What are you getting out of this relationship now?. What is in this for you that this from him is worth it?.

You've talked to him and nothing has changed. That is because this is who he really is, all he cares about is his own self. Raise your relationship bar a lot higher going forward and if necessary get counselling to work on improving your self esteem worth; men like this can and indeed do an awful lot of emotional damage.

Didimum · 12/10/2023 12:50

Depends on what kind on conversation it was. ‘Hey, I’d like it if you could express your feelings to me a bit more.’ is very different from ‘I’m struggling to stay in this relationship without you putting more effort into this’. Maybe he needs more specific examples of the kind of things to prioritise, as ‘to be more verbally expressive’ is a massively wide open arena. It’s difficult to be a mind reader with this sort of thing.

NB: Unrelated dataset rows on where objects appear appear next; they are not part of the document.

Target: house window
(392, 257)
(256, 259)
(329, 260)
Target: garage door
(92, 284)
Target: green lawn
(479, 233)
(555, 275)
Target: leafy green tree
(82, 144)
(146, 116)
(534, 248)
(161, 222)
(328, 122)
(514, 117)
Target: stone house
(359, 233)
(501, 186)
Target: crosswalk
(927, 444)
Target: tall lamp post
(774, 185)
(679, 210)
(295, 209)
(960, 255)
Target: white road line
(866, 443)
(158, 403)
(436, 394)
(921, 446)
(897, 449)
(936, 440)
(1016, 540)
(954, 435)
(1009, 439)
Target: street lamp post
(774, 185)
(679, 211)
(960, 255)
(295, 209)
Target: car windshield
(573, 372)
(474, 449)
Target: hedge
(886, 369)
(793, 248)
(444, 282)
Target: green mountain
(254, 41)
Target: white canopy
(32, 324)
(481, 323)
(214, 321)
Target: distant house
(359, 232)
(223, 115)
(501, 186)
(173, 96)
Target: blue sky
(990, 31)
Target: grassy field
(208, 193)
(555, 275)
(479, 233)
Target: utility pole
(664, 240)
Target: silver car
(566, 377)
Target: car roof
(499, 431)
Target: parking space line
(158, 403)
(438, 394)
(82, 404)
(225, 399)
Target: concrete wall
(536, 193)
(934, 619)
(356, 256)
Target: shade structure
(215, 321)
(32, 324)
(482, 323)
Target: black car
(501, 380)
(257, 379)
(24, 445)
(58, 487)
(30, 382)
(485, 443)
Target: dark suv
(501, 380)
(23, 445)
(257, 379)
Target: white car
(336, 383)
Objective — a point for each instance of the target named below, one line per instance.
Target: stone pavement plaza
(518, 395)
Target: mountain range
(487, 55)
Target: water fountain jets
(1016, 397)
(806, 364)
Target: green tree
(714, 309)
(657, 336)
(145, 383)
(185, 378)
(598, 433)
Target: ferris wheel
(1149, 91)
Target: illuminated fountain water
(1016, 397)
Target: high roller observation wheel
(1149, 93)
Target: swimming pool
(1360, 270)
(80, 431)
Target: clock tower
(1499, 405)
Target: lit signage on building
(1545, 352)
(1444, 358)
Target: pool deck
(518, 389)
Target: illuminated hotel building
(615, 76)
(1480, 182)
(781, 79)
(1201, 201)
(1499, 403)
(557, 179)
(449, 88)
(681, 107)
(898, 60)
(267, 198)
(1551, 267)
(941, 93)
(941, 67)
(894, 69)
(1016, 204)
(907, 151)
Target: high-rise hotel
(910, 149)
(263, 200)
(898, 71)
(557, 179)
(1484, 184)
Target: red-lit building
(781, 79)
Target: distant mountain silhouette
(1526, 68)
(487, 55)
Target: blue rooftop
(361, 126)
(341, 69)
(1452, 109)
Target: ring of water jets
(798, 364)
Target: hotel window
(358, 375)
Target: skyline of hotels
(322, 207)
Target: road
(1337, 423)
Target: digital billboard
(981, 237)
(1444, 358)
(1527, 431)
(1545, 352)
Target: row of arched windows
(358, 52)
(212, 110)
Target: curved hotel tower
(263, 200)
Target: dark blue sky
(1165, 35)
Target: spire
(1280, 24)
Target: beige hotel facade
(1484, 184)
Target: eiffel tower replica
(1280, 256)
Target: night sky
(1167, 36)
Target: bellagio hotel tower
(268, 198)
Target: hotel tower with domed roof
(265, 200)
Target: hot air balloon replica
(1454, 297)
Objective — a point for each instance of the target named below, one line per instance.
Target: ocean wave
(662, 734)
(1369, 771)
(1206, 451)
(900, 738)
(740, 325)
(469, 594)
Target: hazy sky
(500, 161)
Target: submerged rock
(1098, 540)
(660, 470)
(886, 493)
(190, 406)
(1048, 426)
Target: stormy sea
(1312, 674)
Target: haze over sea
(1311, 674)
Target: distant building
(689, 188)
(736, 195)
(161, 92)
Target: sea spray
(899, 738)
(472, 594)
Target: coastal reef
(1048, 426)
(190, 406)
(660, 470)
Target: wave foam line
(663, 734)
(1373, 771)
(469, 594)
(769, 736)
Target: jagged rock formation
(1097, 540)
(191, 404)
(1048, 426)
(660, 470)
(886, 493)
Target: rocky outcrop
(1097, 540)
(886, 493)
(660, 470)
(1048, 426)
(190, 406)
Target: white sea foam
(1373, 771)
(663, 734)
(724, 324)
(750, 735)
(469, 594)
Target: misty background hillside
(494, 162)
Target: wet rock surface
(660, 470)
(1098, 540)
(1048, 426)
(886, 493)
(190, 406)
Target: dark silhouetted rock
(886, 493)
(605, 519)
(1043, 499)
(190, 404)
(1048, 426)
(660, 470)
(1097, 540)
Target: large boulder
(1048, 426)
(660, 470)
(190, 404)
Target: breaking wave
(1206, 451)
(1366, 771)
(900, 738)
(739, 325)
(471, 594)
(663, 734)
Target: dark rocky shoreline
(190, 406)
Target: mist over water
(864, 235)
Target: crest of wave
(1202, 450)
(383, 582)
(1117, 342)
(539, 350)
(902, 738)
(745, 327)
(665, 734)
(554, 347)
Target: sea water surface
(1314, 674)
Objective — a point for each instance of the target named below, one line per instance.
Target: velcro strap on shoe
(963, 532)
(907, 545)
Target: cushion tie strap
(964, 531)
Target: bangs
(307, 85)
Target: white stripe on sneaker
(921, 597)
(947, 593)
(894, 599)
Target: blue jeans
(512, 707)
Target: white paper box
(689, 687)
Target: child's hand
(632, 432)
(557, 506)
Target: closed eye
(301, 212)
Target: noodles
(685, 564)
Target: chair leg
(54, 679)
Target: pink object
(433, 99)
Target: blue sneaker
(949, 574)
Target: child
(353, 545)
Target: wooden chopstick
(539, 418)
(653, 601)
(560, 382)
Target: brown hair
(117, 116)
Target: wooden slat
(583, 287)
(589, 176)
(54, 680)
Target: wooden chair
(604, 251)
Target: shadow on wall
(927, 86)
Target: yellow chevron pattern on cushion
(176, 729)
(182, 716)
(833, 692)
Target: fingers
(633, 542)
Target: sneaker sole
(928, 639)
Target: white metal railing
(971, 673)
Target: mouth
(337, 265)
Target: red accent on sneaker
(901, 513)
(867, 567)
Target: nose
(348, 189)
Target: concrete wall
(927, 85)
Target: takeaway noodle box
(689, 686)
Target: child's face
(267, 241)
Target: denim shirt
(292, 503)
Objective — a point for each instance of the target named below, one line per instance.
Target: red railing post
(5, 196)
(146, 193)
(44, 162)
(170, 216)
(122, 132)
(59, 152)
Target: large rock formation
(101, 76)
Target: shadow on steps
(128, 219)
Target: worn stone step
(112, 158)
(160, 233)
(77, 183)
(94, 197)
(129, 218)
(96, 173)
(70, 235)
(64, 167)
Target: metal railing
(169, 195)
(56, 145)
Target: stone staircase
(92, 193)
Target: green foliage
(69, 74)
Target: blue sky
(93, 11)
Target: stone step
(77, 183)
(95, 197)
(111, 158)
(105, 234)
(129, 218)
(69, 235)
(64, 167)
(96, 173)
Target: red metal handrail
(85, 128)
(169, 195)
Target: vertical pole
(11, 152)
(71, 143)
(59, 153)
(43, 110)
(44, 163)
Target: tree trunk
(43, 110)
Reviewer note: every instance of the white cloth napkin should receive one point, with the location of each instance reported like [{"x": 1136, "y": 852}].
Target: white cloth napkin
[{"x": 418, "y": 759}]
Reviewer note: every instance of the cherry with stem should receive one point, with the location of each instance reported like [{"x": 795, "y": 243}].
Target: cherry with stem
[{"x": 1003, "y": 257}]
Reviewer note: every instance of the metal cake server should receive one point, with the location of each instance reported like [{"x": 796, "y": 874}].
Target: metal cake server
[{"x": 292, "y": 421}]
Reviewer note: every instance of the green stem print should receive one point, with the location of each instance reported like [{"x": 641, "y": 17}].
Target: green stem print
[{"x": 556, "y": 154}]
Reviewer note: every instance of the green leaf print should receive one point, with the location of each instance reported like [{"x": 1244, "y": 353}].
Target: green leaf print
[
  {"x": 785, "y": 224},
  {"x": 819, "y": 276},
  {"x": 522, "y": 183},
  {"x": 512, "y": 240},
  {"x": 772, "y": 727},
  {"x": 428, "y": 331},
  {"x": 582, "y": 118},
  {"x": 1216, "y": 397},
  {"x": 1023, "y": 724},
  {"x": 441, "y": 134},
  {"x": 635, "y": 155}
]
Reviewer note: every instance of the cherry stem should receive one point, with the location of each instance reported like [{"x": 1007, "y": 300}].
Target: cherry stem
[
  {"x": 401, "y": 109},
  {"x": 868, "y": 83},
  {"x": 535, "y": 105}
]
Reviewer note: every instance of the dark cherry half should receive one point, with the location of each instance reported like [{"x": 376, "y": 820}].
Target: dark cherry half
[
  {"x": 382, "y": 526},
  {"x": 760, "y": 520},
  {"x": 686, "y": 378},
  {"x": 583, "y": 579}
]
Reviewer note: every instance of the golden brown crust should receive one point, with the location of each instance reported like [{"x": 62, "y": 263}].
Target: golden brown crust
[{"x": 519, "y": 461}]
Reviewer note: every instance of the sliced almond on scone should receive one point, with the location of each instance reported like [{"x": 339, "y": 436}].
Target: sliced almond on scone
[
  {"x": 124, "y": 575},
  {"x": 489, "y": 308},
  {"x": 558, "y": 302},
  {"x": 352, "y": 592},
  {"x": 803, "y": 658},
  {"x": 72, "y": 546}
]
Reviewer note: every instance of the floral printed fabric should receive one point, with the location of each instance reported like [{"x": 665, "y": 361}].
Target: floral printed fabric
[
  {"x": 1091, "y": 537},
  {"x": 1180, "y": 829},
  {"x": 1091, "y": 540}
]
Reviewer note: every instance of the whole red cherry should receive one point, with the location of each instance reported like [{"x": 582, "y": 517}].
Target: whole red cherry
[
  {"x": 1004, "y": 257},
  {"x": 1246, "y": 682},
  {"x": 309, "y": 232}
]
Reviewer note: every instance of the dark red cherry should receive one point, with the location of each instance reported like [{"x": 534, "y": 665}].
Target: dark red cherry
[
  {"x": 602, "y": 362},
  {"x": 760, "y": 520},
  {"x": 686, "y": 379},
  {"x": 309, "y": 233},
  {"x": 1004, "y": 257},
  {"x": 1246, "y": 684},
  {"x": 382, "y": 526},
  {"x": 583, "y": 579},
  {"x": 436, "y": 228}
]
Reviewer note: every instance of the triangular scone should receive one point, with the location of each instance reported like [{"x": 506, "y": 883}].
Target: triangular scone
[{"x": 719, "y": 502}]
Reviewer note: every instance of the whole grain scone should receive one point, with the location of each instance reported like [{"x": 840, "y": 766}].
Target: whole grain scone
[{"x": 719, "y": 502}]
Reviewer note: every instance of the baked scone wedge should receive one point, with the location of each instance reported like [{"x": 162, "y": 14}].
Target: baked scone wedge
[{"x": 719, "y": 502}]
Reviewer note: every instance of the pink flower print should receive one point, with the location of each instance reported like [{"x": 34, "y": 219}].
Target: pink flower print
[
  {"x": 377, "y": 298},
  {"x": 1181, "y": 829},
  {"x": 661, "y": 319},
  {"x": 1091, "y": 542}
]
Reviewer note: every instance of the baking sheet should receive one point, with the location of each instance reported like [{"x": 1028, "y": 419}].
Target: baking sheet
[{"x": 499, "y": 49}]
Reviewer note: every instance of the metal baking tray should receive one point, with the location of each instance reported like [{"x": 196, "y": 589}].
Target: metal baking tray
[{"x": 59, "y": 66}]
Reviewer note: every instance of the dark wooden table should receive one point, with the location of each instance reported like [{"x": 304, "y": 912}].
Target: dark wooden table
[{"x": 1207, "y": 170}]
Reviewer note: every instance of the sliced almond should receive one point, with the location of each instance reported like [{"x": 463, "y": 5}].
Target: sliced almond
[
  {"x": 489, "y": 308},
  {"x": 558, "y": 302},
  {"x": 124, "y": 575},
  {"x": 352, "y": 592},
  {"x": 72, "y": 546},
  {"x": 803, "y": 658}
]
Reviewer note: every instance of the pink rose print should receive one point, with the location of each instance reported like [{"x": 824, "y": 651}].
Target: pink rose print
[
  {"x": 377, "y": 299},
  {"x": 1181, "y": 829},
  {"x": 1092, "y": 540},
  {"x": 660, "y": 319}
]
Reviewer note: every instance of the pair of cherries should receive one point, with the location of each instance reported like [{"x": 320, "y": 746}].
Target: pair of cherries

NouveauNom · 12/10/2023 12:59

This is not the person for you. He's repeatedly shown you that he can't meet your needs. You're better than this.

Mari9999 · 12/10/2023 14:30

@justanotherboymum
You have articulated what you need; assumedly he has responded in the way that he is most capable and comfortable.

Clearly , his response was insufficient. Maybe , for him, 9 months is to soon to know if he loves you. Would you have been satisfied if he had said " in these 9 months, I have grow very fond of you?" Would you be happy thinking that he has fallen " in fond with you?"

If he has not reached the in love with you stage, affection is generally expressed by actions. It seems as though he is acting like someone who is fond of you. If you need more , it just may not be present at this time. One thing to remember is that in prior marriages or relationships, your partner may have been quicker and more articulate in stating their " love" for you but clearly none of those relationships have gone the distance.

Ultimately, you know what you need and what you are willing to accept. If he is not it, tell him so and let him go.